The runner writes logs and a temporary workspace under:

.live-smoke-artifacts/
.oss-corpus-artifacts/

On success those artifacts are deleted by default. On failure they are kept automatically.

Use --keep-artifacts or KEEP_LIVE_SMOKE_ARTIFACTS=1 to preserve them during local debugging.

Manual Live Checklist

These checks remain complementary manual gut-checks:

  1. Install the published package in a fresh directory on a real machine with Node 24.
  2. Run swarmvault graph serve and confirm the viewer looks right in a real browser, beyond the automated headless browser check.
  3. Launch swarmvault mcp from a real MCP client configuration and confirm tool discovery works.
  4. Verify swarmvault ingest <url> localizes remote images as expected, including --no-include-assets and --max-asset-size behavior.
  5. Compare heuristic output quality versus the Ollama and OpenAI lanes on the same fixture vault.

CI Workflow

The live smoke workflow is separate from normal PR CI.

  • workflow_dispatch for manual runs
  • release.published for published package checks
  • PR CI also runs a tarball-installed packaged smoke lane so installed-path regressions are caught before release
  • nightly scheduled heuristic smoke

Artifacts from failed runs are uploaded from .live-smoke-artifacts/.
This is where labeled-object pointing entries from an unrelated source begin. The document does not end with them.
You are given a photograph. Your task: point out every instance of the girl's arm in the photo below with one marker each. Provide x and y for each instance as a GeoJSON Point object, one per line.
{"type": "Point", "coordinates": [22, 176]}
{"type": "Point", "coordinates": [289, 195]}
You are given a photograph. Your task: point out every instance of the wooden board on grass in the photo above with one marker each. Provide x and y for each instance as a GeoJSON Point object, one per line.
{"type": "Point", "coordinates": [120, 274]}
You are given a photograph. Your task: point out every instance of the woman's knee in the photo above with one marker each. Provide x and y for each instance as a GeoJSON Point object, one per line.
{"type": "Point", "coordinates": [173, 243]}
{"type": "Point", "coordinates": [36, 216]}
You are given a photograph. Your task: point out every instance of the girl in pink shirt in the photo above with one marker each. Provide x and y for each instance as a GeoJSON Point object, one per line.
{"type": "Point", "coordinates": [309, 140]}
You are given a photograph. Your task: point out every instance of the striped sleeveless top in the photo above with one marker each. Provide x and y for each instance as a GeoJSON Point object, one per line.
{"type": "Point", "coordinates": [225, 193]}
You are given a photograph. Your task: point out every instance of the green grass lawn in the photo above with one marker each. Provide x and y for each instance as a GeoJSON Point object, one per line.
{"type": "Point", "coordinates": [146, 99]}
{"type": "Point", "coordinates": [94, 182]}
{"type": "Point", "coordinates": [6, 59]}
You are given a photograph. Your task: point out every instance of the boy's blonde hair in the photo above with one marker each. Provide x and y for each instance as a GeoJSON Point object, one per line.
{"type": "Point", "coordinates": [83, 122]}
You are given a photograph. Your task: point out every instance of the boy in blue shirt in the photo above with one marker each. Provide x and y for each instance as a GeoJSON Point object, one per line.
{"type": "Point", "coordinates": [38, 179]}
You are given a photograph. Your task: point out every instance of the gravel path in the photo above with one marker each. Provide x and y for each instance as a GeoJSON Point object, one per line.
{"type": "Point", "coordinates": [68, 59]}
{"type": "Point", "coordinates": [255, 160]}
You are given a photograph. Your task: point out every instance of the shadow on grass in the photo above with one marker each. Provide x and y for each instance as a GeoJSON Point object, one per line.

The OSS corpus runner is an extended validation lane. It should run before release candidate signoff and again against the live published npm package when a release materially changes repo ingest, graph quality, or query/report behavior.

The tiny fixture matrix is the complementary fast gate: it is fully controlled, cheap to run, and should catch regressions across the core code-language baseline plus the local file kinds it explicitly covers before larger corpus runs do.